Sideways in Sweden is the name of the game
The temperature is minus 16 degrees. The snow is falling. My vision is limited and I am sweating, heavily. Strapped into a 250-hp, rear-wheel-drive 1978 Porsche 911SC, I’m on a lake in Sweden which is, fortunately, frozen. Also, I’ve been told to forget everything I know about driving.
This was all happening at the ice driving school known as Below Zero, and to get there we flew to Norway, before crossing into a remote part of Sweden that holds some of the fastest stages on the World Rally Championship. To kick off the experience, Below Zero boss and former rally driver Richard Tuthill welcomed us by announcing: “We will teach you how to drive a car like no other driving school.” The skills we’d learn, I’d find out, included braking to go faster and driving sideways as often as possible in the Porsche 911s prepared by Richard’s company, Tuthill Porsche of Oxfordshire, UK, which builds competition Porsche 911s for rallies across the globe.

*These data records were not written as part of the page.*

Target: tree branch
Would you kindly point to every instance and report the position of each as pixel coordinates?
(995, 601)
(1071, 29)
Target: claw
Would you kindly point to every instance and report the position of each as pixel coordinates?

Participants stay at the Kall Auto Lodge, a hotel designed in part by legendary rally champion Colin McRae and conceived with rally enthusiasts in mind. Our instruction begins in a nearby hunting lodge, which is furnished with tables, a roaring fire and the obligatory moose head.
Richard opens the day by telling us exactly what we will learn. “We will teach you to handle vehicles in the smallest of fractions. To lift your throttle for a split second. To time your turn to the nearest millimeter. And above all, we will teach you to control your car. If you don’t take control of these vehicles, you’re a passenger.” Richard then stresses the safe driving environment. “If you spin here, all you will hit is a wall of powdered snow. But we want you to push yourselves to the limit. If you haven’t spun your car in the first three runs, you’re not trying hard enough!” he shouts. As he sends us out on the ice, his final instruction is clear: “Drive these cars like you stole them.”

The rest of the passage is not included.